Her lips had wrapped around those words like they were pure sex. She seemed to realize it. And liked it, judging by the way her fingers slowed on his hair and her next words were soft and low and deliberate. “For your hair…It’s dry…. The ends are…damaged. I’d be glad to…do it…for you.”
A couple of words dropped out in his head until he heard I’d be glad to do you. A charge shot through him like touching a live battery cable. Innocence was sexy, he realized. A million schoolgirl strip routines couldn’t be wrong.
“You have such nice texture.” Now her voice was huskier. She was flirting with him. Damn.
He imagined her fingers on his scalp, the snip-snip of her scissors near his ear, the tickle of hair sliding down his neck. Maybe he’d have his shirt off and it would cascade across his chest to his thighs like the brush of eyelashes. He pictured her lifting his chin, turning it to the angle she wanted, maybe with a little yank. He’d be eye level with those gentle mounds of breasts with their berry nipples that had tightened against her snug top as they talked.
“Men neglect their hair because it doesn’t seem masculine,” she continued, blinking her big eyes, sending waves of lust through him. “You like engines, right? Think of your hair as an engine. You want it all shiny and tuned up, don’t you?”
The woman was hitting on him. Great. Heidi was the kind of woman who saw sex as a first step to forever and the last thing he wanted after a hot night was to wake up to eyes like hers demanding wedding rings and babies and 401Ks. God, no.
“So, a hair tune-up, huh?” he said to joke her away. “I’ll think about it.”
She blinked. “Uh. Sure.” He’d made her feel foolish. He’d like to tell her she was plenty sexy, but he couldn’t figure out how to do so without screwing up the moment. He was off the hook. Leave it be.
“Well, I guess I’d better start earning my keep.” She shook her head, her hair swishing back and forth, a thick curtain that would feel great against his…
“Huh?”
“I’m your housekeeper, remember?” She jumped to her feet so fast he missed the chance to help her up. “You just do what you’d normally do, Jackson, and I’ll turn this place spic-and-span.”
She bounced out the door, a perky little cheerleader, who bobbed through life on the balls of her feet, wagging her pom-poms in everyone’s faces.
That could be exhausting.
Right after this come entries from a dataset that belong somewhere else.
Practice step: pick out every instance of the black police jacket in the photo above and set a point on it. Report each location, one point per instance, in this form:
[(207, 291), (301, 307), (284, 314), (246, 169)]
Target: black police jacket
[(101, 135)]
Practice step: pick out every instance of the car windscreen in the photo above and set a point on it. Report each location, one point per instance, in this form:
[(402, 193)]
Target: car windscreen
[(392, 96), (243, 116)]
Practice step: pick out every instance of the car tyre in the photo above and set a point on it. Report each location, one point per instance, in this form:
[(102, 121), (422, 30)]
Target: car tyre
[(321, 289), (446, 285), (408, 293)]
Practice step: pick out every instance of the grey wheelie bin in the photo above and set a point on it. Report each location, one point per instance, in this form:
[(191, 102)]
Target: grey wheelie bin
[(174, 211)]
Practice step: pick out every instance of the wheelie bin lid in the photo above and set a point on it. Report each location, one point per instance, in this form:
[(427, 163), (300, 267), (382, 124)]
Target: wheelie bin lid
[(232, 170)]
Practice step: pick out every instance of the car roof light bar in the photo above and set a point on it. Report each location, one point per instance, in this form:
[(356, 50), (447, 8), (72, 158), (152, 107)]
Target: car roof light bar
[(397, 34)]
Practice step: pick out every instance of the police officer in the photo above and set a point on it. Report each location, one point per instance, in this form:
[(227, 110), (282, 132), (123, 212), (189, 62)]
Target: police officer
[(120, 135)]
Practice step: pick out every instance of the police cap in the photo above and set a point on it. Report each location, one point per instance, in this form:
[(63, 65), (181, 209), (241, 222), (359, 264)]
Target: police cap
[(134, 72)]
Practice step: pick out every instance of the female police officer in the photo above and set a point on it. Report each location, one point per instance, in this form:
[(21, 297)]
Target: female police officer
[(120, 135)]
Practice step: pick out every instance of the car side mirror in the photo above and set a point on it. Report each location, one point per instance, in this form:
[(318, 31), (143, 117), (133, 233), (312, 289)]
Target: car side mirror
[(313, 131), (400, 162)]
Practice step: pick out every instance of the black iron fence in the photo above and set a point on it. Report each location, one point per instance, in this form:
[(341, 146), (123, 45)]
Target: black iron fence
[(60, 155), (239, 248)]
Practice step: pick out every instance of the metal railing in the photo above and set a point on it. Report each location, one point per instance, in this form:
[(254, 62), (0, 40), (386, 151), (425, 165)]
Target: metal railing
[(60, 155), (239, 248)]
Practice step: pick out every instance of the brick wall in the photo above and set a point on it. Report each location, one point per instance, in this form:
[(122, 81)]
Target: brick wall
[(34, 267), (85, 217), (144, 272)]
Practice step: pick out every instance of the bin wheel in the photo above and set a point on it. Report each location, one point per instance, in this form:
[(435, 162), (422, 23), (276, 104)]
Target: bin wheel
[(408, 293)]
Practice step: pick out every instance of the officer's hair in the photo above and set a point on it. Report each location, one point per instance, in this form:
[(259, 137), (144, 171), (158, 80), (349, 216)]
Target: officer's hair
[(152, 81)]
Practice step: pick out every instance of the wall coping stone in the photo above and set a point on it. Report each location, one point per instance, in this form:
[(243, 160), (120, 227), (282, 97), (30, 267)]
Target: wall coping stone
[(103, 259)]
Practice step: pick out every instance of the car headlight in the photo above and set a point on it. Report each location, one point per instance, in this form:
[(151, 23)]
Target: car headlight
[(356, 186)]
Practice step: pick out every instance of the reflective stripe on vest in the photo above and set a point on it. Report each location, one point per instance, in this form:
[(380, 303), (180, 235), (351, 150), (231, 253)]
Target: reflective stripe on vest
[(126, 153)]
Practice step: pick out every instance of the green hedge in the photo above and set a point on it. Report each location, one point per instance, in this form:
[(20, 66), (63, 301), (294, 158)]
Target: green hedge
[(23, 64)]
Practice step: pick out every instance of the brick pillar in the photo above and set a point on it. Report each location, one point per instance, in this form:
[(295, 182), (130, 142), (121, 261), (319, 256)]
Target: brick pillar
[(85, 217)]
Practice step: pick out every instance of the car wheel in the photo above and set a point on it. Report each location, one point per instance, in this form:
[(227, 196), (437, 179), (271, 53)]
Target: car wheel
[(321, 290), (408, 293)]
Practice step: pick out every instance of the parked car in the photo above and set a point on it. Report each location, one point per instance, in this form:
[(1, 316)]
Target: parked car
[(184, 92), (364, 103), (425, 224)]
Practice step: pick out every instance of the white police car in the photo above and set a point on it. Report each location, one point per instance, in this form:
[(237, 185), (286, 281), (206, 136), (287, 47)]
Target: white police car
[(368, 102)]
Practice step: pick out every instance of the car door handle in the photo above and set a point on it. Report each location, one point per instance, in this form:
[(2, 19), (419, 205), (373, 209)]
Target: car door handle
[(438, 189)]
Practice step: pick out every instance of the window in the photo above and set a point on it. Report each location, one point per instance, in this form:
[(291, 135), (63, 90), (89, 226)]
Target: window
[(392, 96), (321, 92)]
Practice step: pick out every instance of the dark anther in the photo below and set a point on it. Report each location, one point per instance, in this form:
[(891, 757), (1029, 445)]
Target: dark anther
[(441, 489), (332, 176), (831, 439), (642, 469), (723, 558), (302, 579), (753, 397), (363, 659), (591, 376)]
How long would she be here? A couple of days probably until she worked something out with her boss. He could handle that, right? Even with the attraction?
He tried to act normal, starting in on Gran Turismo, his favorite racing video game, but she kept zipping in front of him like some Tasmanian devil of a virgin French maid. Then she got out the vacuum—he didn’t know he even had one—and the roar got on his nerves.
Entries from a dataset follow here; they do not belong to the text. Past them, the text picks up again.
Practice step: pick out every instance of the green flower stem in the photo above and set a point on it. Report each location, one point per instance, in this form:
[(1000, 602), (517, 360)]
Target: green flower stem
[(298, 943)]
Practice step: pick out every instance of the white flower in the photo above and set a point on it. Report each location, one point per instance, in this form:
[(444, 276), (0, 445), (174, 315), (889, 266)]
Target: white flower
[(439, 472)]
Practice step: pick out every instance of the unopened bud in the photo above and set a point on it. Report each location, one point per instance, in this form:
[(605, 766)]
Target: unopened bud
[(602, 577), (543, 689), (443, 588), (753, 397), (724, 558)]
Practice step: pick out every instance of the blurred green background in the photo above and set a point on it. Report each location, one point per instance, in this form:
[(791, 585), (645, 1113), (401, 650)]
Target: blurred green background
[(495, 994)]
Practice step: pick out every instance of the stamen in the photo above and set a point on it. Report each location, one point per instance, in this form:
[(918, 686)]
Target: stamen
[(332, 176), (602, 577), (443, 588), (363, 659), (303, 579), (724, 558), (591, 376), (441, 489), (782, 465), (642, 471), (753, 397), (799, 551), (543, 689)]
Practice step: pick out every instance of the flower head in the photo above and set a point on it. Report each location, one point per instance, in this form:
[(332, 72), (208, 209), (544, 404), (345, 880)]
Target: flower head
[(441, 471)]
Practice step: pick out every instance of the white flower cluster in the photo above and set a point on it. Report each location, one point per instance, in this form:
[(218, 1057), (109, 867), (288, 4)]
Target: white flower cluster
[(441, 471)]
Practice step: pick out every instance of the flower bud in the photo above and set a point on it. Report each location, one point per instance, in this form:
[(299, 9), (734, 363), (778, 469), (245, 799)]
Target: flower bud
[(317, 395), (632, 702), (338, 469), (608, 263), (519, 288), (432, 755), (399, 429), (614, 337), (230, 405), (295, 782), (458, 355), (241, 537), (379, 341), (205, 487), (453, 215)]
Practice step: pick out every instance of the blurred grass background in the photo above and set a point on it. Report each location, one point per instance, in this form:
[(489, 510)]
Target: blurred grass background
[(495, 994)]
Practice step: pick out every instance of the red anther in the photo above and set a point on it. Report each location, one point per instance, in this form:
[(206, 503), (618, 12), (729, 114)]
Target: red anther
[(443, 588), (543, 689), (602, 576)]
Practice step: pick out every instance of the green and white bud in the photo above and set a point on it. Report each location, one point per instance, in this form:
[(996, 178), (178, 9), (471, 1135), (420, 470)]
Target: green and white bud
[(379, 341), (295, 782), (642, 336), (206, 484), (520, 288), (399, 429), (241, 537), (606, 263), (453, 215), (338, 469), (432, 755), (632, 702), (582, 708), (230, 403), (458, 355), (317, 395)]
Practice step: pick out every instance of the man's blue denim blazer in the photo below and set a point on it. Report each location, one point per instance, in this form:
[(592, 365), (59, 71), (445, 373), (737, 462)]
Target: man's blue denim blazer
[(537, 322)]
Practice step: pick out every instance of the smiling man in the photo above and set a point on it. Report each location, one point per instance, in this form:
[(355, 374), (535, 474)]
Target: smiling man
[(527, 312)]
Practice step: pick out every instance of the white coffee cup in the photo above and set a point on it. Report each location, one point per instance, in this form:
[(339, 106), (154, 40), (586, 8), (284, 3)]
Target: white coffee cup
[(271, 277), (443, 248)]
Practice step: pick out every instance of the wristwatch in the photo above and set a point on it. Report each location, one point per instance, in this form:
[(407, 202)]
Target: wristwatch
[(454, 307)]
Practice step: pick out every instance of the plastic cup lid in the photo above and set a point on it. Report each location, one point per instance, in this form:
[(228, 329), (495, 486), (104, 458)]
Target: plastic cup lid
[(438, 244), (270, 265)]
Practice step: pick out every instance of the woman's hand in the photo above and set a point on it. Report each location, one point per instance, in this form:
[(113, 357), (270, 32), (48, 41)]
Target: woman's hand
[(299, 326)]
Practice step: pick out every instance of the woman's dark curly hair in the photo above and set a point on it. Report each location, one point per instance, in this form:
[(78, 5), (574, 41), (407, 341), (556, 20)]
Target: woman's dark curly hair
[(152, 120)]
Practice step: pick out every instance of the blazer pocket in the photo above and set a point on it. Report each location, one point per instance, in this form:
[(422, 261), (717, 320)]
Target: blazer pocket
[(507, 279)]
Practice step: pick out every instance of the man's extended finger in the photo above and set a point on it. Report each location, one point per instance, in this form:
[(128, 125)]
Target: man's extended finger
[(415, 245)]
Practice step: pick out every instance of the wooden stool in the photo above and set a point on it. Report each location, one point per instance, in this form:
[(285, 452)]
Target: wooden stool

Not to mention the gasps of horror whenever she found any little distasteful thing. Pork rinds didn’t get good until the third day out…moisture made them chewy.
He crashed his Mazda R-X 7 for the tenth time and looked at her. She’d bent to reach under the sofa, muscles rippling across the backs of her thighs and tightening that fresh peach of a backside. He forced his eyes back to the TV screen, feeling irritable.
“This will be perfect,” she said.
Out of the corner of his eye he saw her stand with a wadded cloth. She trotted away, but when he heard spraying he looked over to see her smothering his favorite T-shirt with some dusting spray—where the hell did she find that junk?
“Hey, not that shirt,” he said, jumping up and grabbing the jersey out of her hands.
“Sorry,” she said. “It looked worn out.”